# Вопросы-ответы > Вопросы к издательству "Бхактиведанта Бук Траст" >  Можно ли исправлять ошибки в книгах?

## Gaura Shakti dvs

Иногда, читая книги Шрилы Прабхупады, можно встретить некоторые очевидные ошибки, допущенные ББТ. И когда книга будет цитироваться в других источниках, возможно ли исправление этих ошибок?

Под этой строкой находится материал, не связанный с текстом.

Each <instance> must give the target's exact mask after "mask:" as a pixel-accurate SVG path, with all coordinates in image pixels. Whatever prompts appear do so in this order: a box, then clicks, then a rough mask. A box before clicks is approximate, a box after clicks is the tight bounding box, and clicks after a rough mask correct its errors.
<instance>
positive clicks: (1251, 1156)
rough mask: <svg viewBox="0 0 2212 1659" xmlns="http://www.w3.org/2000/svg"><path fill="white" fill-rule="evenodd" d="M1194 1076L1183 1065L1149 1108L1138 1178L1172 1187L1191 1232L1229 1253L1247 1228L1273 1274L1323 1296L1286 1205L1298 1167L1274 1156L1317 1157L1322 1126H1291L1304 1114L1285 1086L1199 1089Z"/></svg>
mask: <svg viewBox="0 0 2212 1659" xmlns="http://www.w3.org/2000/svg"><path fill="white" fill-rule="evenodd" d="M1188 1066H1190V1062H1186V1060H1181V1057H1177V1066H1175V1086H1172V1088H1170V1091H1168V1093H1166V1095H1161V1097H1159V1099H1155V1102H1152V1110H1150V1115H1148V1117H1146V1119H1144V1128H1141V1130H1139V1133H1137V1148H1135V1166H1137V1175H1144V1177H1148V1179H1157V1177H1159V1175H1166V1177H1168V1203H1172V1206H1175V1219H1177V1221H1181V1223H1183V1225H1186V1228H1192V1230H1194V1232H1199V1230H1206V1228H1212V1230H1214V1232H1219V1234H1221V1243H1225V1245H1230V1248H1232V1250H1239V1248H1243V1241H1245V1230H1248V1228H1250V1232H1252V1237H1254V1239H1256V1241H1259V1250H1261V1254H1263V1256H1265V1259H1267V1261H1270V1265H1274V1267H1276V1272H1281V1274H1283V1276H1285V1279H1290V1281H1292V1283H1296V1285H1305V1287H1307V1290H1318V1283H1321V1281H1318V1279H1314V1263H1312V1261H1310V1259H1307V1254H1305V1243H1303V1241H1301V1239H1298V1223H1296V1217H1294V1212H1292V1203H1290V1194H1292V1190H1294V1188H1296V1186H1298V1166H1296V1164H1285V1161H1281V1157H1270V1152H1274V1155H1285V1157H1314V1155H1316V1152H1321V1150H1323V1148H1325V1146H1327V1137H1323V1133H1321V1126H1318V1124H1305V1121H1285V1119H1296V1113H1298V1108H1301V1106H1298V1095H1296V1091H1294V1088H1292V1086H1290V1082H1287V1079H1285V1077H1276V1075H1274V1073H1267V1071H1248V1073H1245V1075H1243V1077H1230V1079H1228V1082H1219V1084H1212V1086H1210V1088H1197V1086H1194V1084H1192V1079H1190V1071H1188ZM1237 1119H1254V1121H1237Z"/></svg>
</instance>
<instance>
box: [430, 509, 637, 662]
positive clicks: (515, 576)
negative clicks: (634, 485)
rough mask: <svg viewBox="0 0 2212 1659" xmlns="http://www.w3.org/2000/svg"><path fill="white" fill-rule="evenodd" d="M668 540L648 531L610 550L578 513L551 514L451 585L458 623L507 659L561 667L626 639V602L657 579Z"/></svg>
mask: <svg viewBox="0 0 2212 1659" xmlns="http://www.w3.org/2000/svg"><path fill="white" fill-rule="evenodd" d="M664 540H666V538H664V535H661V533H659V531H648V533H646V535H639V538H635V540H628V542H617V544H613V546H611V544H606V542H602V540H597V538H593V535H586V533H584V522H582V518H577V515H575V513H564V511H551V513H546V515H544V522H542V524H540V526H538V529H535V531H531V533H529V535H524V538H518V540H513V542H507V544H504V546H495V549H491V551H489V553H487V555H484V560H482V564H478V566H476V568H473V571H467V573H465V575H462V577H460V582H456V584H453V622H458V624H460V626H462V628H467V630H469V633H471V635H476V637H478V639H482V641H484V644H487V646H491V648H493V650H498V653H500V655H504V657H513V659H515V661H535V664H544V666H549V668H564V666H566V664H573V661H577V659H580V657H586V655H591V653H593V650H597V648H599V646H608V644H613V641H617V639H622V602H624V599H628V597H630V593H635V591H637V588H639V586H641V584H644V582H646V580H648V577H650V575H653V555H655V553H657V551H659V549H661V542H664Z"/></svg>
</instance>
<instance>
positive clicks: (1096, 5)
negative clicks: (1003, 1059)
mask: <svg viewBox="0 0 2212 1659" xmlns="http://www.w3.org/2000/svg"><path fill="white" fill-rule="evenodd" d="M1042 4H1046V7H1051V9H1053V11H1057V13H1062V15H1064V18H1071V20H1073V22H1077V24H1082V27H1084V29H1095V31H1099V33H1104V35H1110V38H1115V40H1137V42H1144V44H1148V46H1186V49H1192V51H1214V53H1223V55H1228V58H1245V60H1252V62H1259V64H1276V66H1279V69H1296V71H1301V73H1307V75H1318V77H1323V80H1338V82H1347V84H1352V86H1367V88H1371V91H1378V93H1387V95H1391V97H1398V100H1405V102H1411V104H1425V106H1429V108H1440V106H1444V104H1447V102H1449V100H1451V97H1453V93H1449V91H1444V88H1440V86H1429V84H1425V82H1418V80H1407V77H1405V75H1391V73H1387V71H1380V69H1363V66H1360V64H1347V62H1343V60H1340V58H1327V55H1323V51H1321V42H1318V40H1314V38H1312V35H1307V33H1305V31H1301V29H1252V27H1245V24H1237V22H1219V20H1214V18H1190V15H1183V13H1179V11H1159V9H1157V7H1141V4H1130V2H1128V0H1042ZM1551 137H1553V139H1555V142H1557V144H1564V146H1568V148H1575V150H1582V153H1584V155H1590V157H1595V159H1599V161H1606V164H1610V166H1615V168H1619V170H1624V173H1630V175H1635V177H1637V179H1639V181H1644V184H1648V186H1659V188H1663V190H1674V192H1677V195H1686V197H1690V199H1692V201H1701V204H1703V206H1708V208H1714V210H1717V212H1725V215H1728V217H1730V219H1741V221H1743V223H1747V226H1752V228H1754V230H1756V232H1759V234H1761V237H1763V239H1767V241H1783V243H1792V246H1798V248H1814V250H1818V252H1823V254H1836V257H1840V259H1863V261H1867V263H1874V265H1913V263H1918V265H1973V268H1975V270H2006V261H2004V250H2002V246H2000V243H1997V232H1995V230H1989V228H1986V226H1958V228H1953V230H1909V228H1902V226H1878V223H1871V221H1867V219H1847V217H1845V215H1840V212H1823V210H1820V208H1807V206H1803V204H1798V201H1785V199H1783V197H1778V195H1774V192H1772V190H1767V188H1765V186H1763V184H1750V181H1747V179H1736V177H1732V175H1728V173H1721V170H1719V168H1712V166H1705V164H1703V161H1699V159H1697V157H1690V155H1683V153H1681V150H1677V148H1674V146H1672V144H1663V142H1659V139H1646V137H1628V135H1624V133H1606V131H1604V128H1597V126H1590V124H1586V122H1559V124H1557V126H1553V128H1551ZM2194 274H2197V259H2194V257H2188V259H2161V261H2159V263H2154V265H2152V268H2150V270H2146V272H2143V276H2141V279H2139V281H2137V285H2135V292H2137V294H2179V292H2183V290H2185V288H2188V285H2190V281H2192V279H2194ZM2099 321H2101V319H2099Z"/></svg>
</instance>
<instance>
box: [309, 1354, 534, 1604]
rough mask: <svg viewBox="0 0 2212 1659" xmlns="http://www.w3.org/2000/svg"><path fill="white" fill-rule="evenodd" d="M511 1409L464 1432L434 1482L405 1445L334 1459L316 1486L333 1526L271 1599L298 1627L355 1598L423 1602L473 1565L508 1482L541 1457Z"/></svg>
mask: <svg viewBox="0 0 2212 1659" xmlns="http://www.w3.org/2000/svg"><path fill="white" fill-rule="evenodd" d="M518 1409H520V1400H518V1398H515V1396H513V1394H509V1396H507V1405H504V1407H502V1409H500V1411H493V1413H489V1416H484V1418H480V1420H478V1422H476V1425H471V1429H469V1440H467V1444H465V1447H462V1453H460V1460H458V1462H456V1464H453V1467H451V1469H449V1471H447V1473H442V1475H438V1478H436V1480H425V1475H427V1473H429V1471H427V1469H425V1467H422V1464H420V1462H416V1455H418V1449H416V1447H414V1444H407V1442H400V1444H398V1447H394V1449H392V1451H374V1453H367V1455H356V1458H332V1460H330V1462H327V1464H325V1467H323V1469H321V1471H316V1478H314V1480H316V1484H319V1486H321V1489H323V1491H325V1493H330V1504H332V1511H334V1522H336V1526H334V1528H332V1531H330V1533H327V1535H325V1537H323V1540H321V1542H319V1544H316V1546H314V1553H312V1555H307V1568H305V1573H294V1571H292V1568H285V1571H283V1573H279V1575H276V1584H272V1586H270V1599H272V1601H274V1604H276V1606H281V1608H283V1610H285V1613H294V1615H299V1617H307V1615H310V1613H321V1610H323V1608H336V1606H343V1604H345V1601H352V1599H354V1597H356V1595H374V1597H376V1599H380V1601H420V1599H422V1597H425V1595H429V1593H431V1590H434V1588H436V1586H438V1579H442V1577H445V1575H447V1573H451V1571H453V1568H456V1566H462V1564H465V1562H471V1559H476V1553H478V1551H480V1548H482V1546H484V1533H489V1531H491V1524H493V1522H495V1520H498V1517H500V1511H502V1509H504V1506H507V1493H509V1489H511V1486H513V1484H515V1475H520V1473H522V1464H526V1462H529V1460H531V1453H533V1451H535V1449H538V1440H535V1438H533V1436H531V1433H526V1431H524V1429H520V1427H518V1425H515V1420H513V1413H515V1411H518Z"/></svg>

Одна из ошибок, которая "гуляла" долгое время везде, где только приводился текст "Шримад-Бхагаватам" (1.2.6):




> "Высшим ЗАНЯТЕМ [дхармой] для всех людей является такое занятие, с помощью которого они могут прийти к любовному преданному служению трансцендентному Господу. Чтобы полностью удовлетворить душу, такое преданное служение должно быть бескорыстным и непрерывным".

----------


## vijitatma das

Если Вы уверены, что это именно ошибка и что эта ошибка допущена именно ББТ (переводчиком или редактором), Вы, конечно, должны дать правильную версию (желательно, конечно, согласовать это с редакторами ББТ). 
И можно также сообщать о всех замеченных ошибках ответственным сотрудникам ББТ. Мы все замечания собираем, рассматриваем и учитываем при дальнейшем издании книг.

----------